A spokesman told the Washington Post on Saturday that the January dates Jones mentioned could represent if someone came into contact with a COVID-19 positive person or if the person visited the place where they might be familiar with the novel Coronavirus has infected.
"Epidemiologists collect information that informs the Department of Health about symptoms, contacts, and the location of a person where they may have acquired COVID-19," the spokesman told the Washington Post. "The first date of entry in response to a question whether COVID-related or not is known as the event date."
According to Jones, the number of COVID-19 tests performed is excessive because it represents the number of samples taken and not the number of people tested. According to the state portal, a total of 1,371,401 people were tested. According to Jones' calculation, approximately 300,000 fewer people - 1,078,088 - were tested in Florida.
According to Jones' portal, 81,269 people in Florida have tested COVID-19 positive since early March.

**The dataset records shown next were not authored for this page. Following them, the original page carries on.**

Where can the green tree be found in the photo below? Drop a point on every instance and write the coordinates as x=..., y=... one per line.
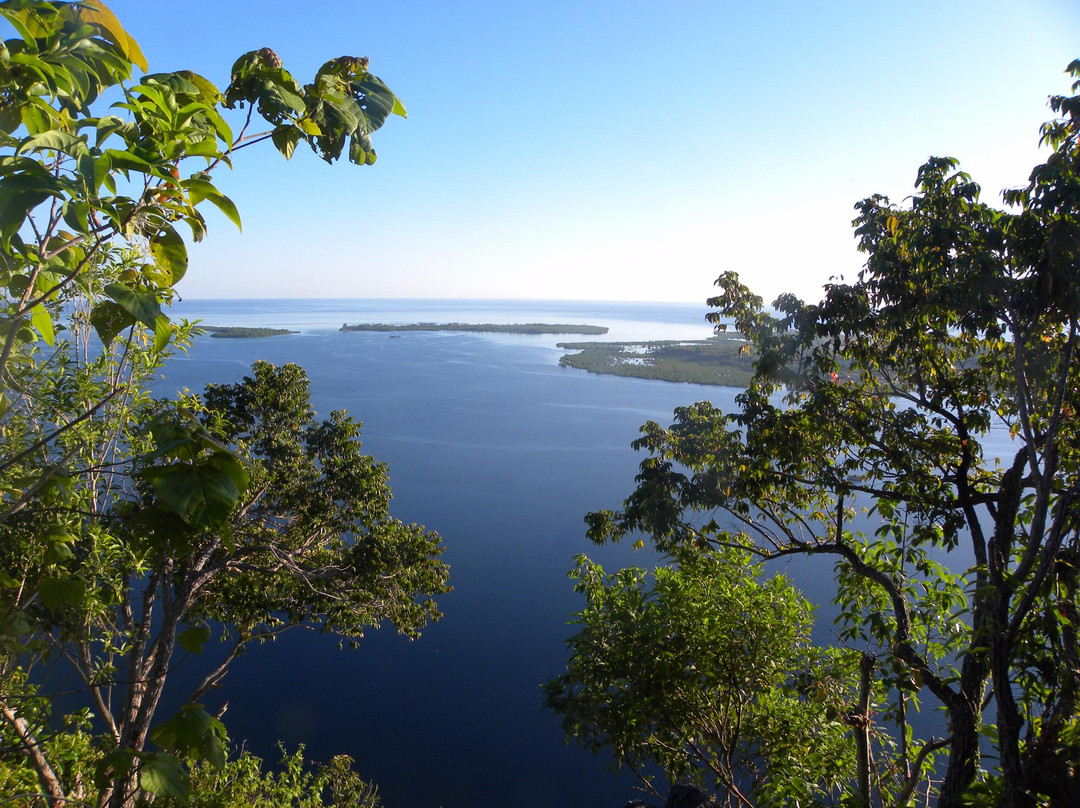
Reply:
x=863, y=436
x=133, y=529
x=693, y=675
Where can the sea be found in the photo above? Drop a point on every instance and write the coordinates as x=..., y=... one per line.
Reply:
x=502, y=452
x=493, y=444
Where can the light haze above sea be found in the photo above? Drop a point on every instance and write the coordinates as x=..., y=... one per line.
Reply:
x=500, y=449
x=493, y=444
x=625, y=321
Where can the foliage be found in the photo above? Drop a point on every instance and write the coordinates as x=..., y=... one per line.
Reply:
x=482, y=327
x=240, y=332
x=135, y=529
x=866, y=435
x=717, y=361
x=242, y=783
x=692, y=674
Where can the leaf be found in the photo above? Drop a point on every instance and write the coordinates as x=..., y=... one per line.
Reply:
x=109, y=320
x=162, y=333
x=54, y=139
x=200, y=189
x=42, y=321
x=203, y=493
x=99, y=15
x=163, y=775
x=56, y=593
x=285, y=138
x=143, y=306
x=192, y=640
x=113, y=766
x=19, y=194
x=170, y=253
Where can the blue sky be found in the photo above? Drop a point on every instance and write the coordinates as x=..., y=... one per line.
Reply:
x=604, y=150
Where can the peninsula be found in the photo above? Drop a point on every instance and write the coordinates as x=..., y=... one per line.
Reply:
x=483, y=327
x=719, y=360
x=239, y=332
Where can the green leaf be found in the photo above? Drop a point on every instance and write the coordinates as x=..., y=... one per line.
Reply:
x=113, y=766
x=162, y=333
x=109, y=320
x=19, y=194
x=143, y=306
x=285, y=137
x=200, y=189
x=163, y=775
x=56, y=593
x=96, y=13
x=171, y=253
x=54, y=139
x=42, y=321
x=202, y=493
x=192, y=640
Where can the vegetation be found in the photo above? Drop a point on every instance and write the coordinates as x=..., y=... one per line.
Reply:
x=692, y=674
x=240, y=332
x=718, y=361
x=482, y=327
x=134, y=530
x=957, y=576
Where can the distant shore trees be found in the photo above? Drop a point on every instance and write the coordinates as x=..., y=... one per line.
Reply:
x=134, y=530
x=862, y=438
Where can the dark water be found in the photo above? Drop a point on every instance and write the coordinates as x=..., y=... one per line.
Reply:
x=502, y=452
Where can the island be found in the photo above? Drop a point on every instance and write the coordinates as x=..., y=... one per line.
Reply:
x=483, y=327
x=239, y=332
x=720, y=360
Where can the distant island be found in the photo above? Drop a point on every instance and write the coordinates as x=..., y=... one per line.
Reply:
x=482, y=327
x=239, y=332
x=715, y=361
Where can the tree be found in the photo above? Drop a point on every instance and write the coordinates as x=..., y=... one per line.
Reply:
x=132, y=529
x=863, y=436
x=693, y=675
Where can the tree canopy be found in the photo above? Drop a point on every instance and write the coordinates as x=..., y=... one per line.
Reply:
x=865, y=435
x=134, y=530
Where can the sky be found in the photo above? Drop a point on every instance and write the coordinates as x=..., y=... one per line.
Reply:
x=611, y=150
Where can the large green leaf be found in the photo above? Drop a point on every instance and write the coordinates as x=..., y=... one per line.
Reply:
x=163, y=775
x=19, y=194
x=42, y=321
x=200, y=189
x=143, y=306
x=109, y=319
x=56, y=593
x=193, y=638
x=203, y=493
x=170, y=253
x=54, y=139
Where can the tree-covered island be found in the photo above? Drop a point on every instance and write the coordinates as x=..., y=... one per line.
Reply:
x=483, y=327
x=241, y=332
x=720, y=360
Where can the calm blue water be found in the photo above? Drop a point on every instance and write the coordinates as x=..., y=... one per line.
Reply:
x=501, y=450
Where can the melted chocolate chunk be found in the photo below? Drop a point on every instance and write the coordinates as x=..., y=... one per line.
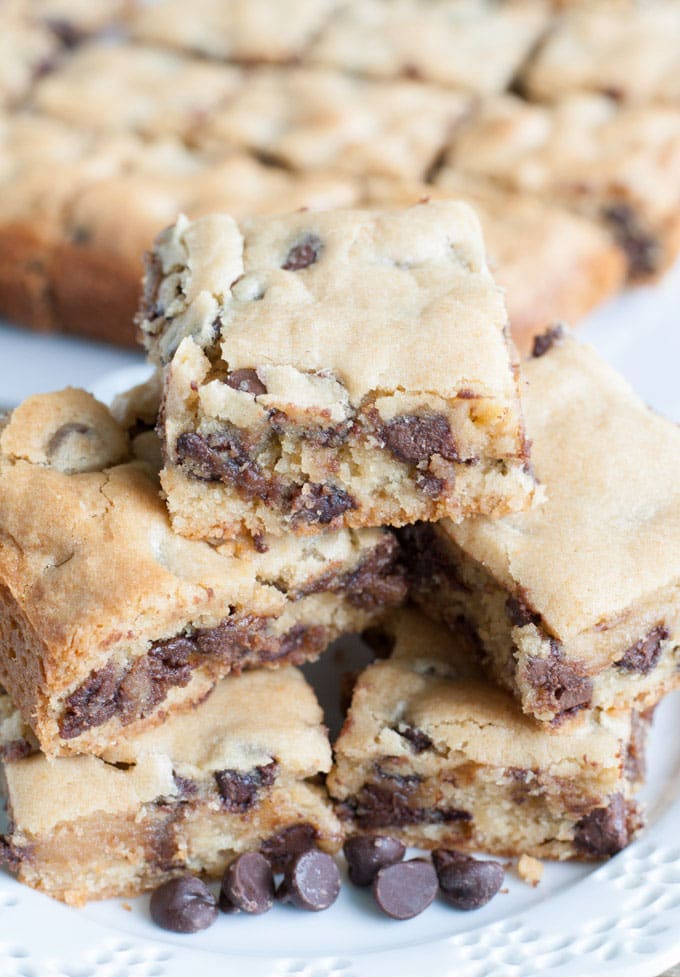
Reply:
x=643, y=250
x=414, y=438
x=93, y=703
x=466, y=882
x=317, y=504
x=405, y=889
x=246, y=381
x=604, y=831
x=304, y=254
x=239, y=790
x=377, y=582
x=282, y=848
x=377, y=807
x=146, y=684
x=224, y=457
x=311, y=882
x=559, y=686
x=427, y=560
x=520, y=613
x=239, y=640
x=419, y=740
x=546, y=340
x=247, y=885
x=367, y=854
x=184, y=905
x=643, y=656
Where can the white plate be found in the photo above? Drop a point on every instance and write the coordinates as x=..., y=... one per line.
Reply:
x=619, y=918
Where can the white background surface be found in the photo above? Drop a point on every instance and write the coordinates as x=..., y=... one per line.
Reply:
x=622, y=918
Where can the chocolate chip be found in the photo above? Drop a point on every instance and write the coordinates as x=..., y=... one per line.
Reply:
x=93, y=703
x=642, y=249
x=466, y=882
x=381, y=807
x=239, y=789
x=546, y=340
x=520, y=613
x=414, y=438
x=183, y=905
x=320, y=504
x=419, y=740
x=311, y=882
x=367, y=854
x=248, y=885
x=303, y=254
x=559, y=686
x=247, y=381
x=604, y=831
x=282, y=848
x=644, y=654
x=405, y=889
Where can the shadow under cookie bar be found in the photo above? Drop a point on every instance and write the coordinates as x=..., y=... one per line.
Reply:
x=575, y=604
x=330, y=370
x=108, y=620
x=226, y=777
x=435, y=754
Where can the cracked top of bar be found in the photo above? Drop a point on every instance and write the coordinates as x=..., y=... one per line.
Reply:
x=607, y=539
x=333, y=369
x=380, y=301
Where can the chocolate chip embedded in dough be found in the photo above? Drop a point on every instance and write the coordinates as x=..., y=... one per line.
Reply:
x=367, y=854
x=247, y=885
x=546, y=340
x=414, y=438
x=246, y=381
x=303, y=254
x=405, y=889
x=466, y=882
x=183, y=905
x=604, y=831
x=559, y=686
x=311, y=882
x=643, y=656
x=239, y=789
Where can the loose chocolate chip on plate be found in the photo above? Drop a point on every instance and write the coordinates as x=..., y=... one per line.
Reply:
x=305, y=253
x=183, y=905
x=311, y=882
x=282, y=848
x=405, y=889
x=248, y=885
x=367, y=854
x=466, y=882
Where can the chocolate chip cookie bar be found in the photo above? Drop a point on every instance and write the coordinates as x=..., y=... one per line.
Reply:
x=26, y=50
x=580, y=264
x=473, y=45
x=313, y=118
x=434, y=754
x=225, y=777
x=619, y=165
x=626, y=49
x=106, y=86
x=332, y=369
x=108, y=620
x=575, y=603
x=240, y=30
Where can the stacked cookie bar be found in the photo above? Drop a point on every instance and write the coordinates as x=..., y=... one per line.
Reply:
x=560, y=120
x=323, y=378
x=571, y=608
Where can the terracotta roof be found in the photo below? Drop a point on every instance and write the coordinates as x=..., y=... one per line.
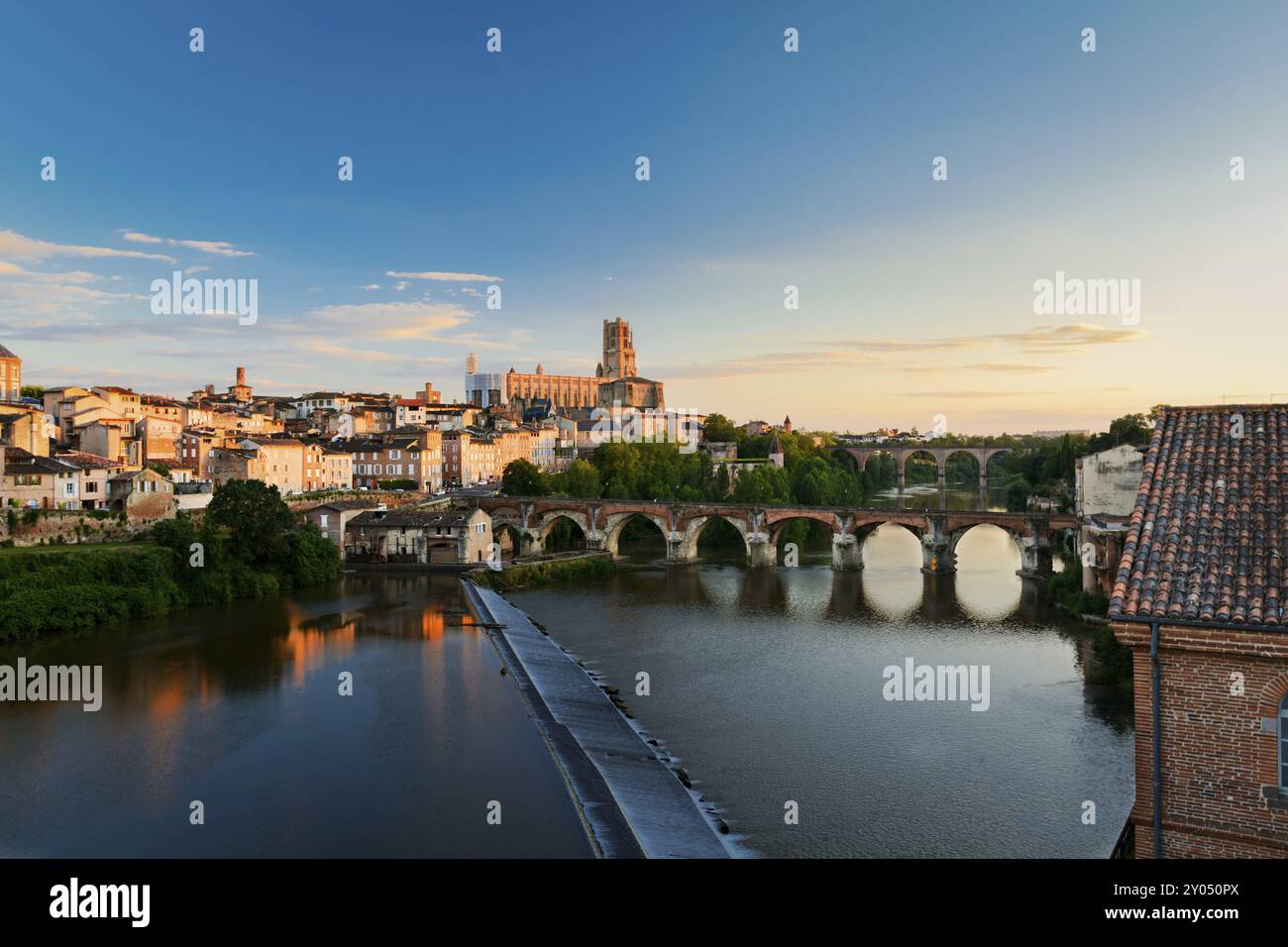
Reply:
x=1206, y=540
x=88, y=462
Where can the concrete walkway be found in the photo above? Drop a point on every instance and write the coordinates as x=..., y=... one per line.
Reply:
x=632, y=802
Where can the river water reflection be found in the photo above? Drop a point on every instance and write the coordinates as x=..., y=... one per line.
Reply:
x=239, y=707
x=768, y=685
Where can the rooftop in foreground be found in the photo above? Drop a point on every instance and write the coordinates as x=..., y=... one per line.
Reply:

The official portal reports that 73,552 have been infected with the virus so far. Jones informed the Washington Post that their portal considers positive antibody tests, while the state portal only counts people who tested positive for the virus at the time of the test.
On Friday, DeSantis attributed the increasing number of COVID-19 infections and deaths to state farm workers in the state, although farm workers and the state's prison population are unlikely to be responsible for the total of 1,902 new cases on Friday. Most of the day in Florida through Saturday.
The state reported 2,581 new cases and 48 new deaths since Friday, according to the Miami Herald.